Nicholas Vrousalis

Associate Professor, Aarhus Institute of Advanced Studies, Aarhus University, Denmark and Leiden University, The Netherlands.

During his EURIAS fellowship Associate Professor Nicholas Vrousalis will be working on the project 'Freedom and Economic Inequality'

Curriculum Vitae

Selected Publications

Contact information on Nicholas Vrousalis (TBA after commencement on 1 Oct 2018)

Project description

Vrousalis’ research project studies how inequality in income and wealth impact freedom. Conventional wisdom in philosophy and economics holds that mutually consensual and beneficial transactions promote freedom and autonomy. Vrousalis challenges this view, advocating an alternative perspective on freedom.

Suppose your boss offers you a raise in return for cleaning his boots, or that a millionaire offers you thousands of euros in return for a sexual favour, or that a fellow train commuter offers you the only available seat for fifty euros. Vrousalis argues that option-improving proposals, such as these, are bad when and because they make it costly for you to do the right thing for the right reasons. The boss, millionaire, and commuter do not help you respond to the right reasons; instead, they deliberately steer you towards giving a best response to their use of power over you. When might makes right, might corrupts right.

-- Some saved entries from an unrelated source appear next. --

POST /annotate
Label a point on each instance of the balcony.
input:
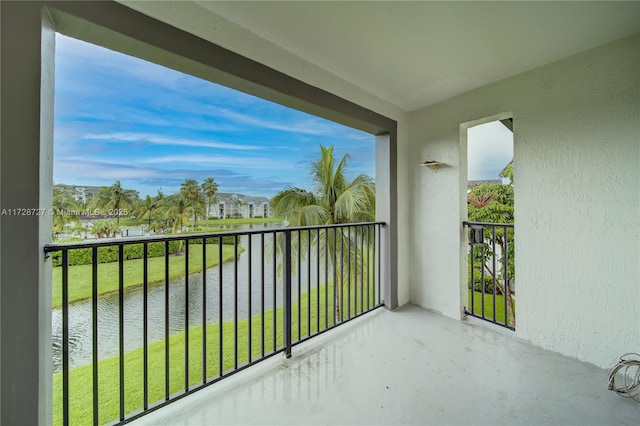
(143, 322)
(282, 360)
(410, 366)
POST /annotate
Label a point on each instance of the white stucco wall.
(194, 19)
(577, 190)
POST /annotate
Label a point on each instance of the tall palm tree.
(190, 190)
(178, 209)
(209, 189)
(65, 206)
(335, 200)
(145, 208)
(114, 197)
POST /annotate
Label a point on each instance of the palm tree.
(178, 209)
(115, 197)
(209, 189)
(190, 190)
(335, 200)
(145, 208)
(65, 206)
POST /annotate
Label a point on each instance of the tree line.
(162, 212)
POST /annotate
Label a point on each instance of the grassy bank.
(80, 277)
(202, 224)
(311, 309)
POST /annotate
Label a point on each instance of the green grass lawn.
(202, 224)
(488, 305)
(80, 379)
(80, 277)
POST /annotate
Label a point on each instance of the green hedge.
(131, 251)
(110, 254)
(227, 239)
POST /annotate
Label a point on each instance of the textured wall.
(577, 163)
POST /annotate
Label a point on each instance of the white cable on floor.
(630, 388)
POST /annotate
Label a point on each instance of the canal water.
(80, 314)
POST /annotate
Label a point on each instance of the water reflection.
(263, 283)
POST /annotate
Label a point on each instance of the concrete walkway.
(410, 367)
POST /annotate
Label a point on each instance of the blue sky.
(489, 150)
(122, 118)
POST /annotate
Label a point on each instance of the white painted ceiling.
(414, 54)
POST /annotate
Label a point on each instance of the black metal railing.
(142, 322)
(491, 272)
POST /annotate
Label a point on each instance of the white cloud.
(248, 163)
(489, 150)
(163, 140)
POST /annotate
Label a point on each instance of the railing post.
(287, 293)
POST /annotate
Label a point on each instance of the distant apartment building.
(83, 193)
(233, 205)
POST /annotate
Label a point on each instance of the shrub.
(110, 254)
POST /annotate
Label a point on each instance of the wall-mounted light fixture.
(433, 165)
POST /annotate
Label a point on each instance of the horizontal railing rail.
(145, 321)
(491, 272)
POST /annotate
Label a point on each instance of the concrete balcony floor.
(411, 366)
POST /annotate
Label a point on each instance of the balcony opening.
(156, 291)
(490, 224)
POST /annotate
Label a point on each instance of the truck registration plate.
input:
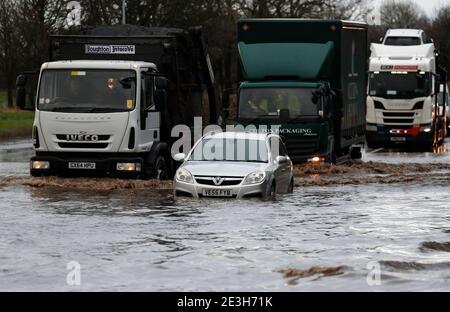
(398, 139)
(82, 165)
(216, 193)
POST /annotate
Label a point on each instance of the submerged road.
(341, 237)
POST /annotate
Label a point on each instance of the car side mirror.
(160, 82)
(21, 91)
(281, 159)
(179, 157)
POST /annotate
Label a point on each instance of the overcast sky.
(429, 6)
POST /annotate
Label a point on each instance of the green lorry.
(306, 80)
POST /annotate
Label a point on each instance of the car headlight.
(183, 175)
(255, 177)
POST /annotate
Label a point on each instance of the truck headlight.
(255, 177)
(128, 167)
(183, 175)
(40, 164)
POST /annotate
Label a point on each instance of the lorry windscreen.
(407, 85)
(87, 90)
(402, 41)
(267, 102)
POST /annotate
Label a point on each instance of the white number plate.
(398, 139)
(217, 193)
(81, 165)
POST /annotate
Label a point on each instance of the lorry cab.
(305, 80)
(403, 83)
(108, 99)
(405, 37)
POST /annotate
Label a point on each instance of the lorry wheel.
(355, 153)
(291, 186)
(160, 169)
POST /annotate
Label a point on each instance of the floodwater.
(335, 237)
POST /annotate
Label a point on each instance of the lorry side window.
(147, 88)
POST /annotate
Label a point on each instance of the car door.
(280, 172)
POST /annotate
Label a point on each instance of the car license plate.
(82, 165)
(398, 139)
(216, 193)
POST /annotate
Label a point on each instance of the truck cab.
(304, 80)
(108, 100)
(402, 98)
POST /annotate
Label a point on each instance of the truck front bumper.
(391, 135)
(130, 165)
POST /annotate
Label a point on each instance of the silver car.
(235, 164)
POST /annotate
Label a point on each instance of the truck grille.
(227, 181)
(398, 117)
(301, 148)
(82, 145)
(101, 142)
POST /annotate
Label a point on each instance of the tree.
(403, 14)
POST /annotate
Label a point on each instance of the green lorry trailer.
(306, 80)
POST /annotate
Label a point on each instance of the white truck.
(402, 104)
(109, 98)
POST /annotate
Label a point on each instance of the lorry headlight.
(183, 175)
(255, 177)
(128, 167)
(40, 164)
(371, 128)
(316, 159)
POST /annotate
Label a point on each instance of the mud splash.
(293, 275)
(414, 266)
(86, 183)
(355, 173)
(437, 246)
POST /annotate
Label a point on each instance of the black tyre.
(272, 192)
(291, 186)
(161, 169)
(355, 153)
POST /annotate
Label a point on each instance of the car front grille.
(209, 180)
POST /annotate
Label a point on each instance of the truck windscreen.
(267, 102)
(87, 90)
(402, 41)
(403, 85)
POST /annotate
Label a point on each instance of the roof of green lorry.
(304, 20)
(279, 84)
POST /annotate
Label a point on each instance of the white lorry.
(107, 101)
(402, 104)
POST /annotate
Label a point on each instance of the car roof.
(239, 135)
(404, 32)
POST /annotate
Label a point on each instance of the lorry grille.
(101, 142)
(82, 145)
(207, 180)
(398, 117)
(301, 148)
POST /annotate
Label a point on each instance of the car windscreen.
(230, 149)
(400, 85)
(402, 41)
(267, 102)
(87, 90)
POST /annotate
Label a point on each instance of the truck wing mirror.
(161, 83)
(21, 91)
(160, 98)
(284, 115)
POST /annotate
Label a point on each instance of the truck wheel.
(271, 194)
(160, 169)
(291, 186)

By drawing upon recent philosophical debates on freedom and the morality of markets, Vrousalis will study the problem of mutually beneficial mutual subjection, with an eye towards autonomy-enhancing alternatives.

Short bio

Nicholas Vrousalis is Assistant Professor in Political Philosophy at Leiden University and Visiting Associate Professor at Aarhus University. He read economics at Cambridge and received his doctorate in political philosophy from Oxford. His main research areas are distributive ethics, democratic theory, and the critique of political economy. Vrousalis’ work has appeared in Journal of Ethics, Politics Philosophy and Economics, Philosophy and Public Affairs, and Southern Journal of Philosophy.